Oggi le società quotate sono 176 per una capitalizzazione complessiva di 11,4 miliardi di euro. La raccolta media in Ipo nel 2022 ha raggiunto 9,7 milioni di euro. L’introduzione del Bonus Ipo ha alimentato un circolo virtuoso. E ha rappresentato un passo importante nella cultura del mercato dei capitali in Italia, con effetti positivi su occupazione e Pil.

«La quotazione in Borsa non è solo un’operazione di finanza straordinaria ma una strategia di crescita per le imprese volta a favorire lo sviluppo dimensionale e industriale. Una modalità nuova per raccogliere capitale e favorire il finanziamento di progetti innovativi» spiega Lambiase.

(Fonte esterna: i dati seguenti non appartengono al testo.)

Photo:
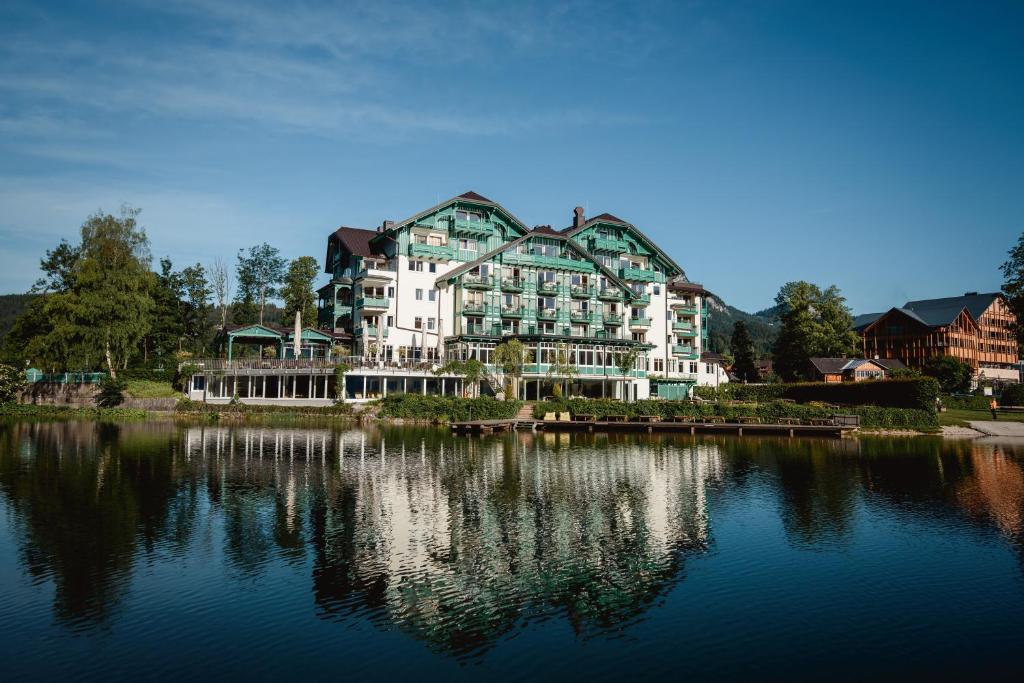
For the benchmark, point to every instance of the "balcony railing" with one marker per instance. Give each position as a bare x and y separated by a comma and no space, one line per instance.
372,302
608,244
430,251
476,282
641,274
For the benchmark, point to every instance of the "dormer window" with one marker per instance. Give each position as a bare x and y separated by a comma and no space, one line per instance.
473,216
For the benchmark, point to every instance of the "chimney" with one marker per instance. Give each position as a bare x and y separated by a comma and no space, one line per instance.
578,217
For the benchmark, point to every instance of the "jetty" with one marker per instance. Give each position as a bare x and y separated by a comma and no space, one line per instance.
834,428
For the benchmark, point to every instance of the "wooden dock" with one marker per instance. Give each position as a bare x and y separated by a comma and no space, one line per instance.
736,428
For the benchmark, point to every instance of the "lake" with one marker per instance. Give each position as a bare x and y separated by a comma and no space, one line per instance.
164,551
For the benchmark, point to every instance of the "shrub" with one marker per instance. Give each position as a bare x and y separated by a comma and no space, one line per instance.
1012,395
10,384
871,417
443,409
914,392
112,392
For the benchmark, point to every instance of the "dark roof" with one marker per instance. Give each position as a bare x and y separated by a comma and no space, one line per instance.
356,240
546,229
829,366
889,364
608,216
473,197
862,321
948,308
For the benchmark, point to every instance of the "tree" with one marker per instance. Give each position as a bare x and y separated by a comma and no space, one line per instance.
196,308
298,291
742,349
1013,286
10,384
259,271
510,357
815,323
105,309
953,375
220,280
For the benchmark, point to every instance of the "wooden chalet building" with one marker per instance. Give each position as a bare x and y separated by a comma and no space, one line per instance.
978,329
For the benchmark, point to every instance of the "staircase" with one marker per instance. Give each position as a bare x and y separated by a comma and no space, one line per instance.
524,418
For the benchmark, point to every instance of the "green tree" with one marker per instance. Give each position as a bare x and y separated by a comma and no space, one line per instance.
105,310
815,323
260,271
742,349
510,357
1013,286
953,375
10,384
298,291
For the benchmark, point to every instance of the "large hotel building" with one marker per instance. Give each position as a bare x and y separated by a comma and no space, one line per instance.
460,278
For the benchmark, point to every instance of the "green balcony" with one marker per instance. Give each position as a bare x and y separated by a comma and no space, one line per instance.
511,285
641,275
378,303
513,311
608,244
371,332
430,251
476,282
474,227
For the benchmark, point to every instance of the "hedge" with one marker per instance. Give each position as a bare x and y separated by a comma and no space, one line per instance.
446,409
871,417
912,392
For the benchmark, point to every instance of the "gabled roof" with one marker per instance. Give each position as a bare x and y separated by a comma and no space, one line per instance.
455,272
975,303
608,218
356,240
465,197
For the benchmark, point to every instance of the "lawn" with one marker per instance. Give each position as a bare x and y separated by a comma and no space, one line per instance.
151,389
960,418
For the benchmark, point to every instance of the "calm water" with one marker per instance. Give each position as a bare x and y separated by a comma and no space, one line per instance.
163,551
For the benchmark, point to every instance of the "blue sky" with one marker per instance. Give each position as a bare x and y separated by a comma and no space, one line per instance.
873,145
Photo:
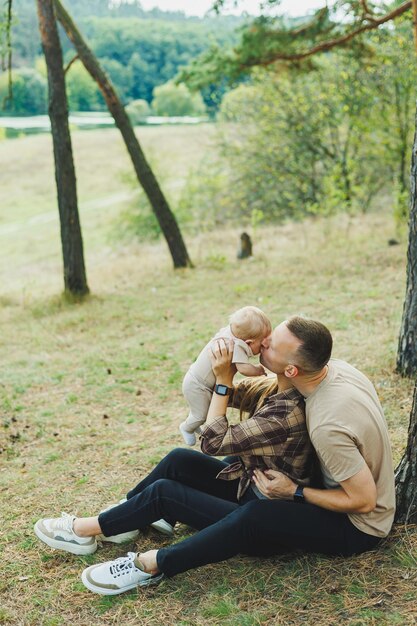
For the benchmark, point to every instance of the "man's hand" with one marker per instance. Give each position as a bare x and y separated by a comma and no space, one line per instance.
273,484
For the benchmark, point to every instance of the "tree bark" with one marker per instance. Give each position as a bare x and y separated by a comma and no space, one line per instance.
406,473
407,352
75,279
144,173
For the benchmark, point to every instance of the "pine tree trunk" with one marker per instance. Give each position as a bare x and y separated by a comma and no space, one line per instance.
144,173
75,279
407,345
406,473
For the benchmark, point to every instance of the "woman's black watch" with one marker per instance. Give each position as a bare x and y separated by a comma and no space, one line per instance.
223,390
299,495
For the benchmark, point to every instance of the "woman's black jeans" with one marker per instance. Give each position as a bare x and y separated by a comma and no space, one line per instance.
183,487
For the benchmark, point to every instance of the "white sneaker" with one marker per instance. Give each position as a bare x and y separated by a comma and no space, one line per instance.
131,535
163,527
114,577
189,438
58,533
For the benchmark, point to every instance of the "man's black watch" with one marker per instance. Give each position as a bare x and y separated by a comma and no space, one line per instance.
299,494
223,390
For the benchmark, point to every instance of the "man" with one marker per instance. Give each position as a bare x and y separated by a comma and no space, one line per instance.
347,428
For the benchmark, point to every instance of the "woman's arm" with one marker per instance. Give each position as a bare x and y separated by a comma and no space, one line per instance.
224,371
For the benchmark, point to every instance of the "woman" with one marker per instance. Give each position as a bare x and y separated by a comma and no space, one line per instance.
212,496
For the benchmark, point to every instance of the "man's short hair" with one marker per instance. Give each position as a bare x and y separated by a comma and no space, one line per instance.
316,343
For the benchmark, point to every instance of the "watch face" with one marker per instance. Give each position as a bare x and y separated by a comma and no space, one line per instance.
222,390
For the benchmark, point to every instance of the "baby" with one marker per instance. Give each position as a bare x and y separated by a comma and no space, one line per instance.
248,327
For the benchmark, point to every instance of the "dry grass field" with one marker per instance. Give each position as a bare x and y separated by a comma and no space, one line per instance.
90,393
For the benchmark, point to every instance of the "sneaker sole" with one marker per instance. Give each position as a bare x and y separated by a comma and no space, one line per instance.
115,592
65,546
163,530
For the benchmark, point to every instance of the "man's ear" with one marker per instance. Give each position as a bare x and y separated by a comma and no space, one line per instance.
291,371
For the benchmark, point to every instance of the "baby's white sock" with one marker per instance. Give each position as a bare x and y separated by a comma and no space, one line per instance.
189,438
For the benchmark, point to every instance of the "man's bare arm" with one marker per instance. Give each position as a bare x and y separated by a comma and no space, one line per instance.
355,495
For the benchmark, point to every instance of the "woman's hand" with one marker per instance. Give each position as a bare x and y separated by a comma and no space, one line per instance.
273,484
221,361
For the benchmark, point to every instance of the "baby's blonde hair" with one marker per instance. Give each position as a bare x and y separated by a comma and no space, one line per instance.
249,323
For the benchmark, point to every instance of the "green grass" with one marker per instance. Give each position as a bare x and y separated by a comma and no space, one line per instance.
122,354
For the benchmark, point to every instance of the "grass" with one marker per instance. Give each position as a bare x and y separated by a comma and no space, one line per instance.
90,396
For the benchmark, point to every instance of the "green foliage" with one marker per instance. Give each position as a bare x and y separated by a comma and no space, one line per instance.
317,142
139,50
82,92
138,111
29,93
177,100
271,39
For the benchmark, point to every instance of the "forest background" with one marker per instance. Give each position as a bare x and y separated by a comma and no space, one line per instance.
315,165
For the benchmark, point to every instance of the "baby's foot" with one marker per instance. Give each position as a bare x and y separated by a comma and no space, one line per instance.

«Dal 2009 ad oggi sono oltre 230 le società che si sono quotate su EGM-AIM con una raccolta complessiva di oltre 5,5 miliardi da investitori istituzionali italiani ed esteri. Il mercato ha registrato un notevole sviluppo a partire dal 2017, grazie all’effetto combinato dei PIR e del credito di imposta sui costi di Ipo, facendo segnare una crescita della capitalizzazione del +300% negli ultimi 5 anni. Un contesto di forte fiducia degli investitori istituzionali ha generato un’elevata domanda di investimento in economia reale, un miglioramento della liquidità e una crescita delle performance».

«L’Ipo si dimostra strumento che trasforma le Pmi in piccole multinazionali, leva strategica per aumentare la competitività nel medio lungo termine e valorizzare il capitale economico. È quindi un modello integrato che accelera i processi di investimento e permette alle società di operare sul proprio settore con una maggiore forza contrattuale, commerciale e patrimoniale» conclude Lambiase.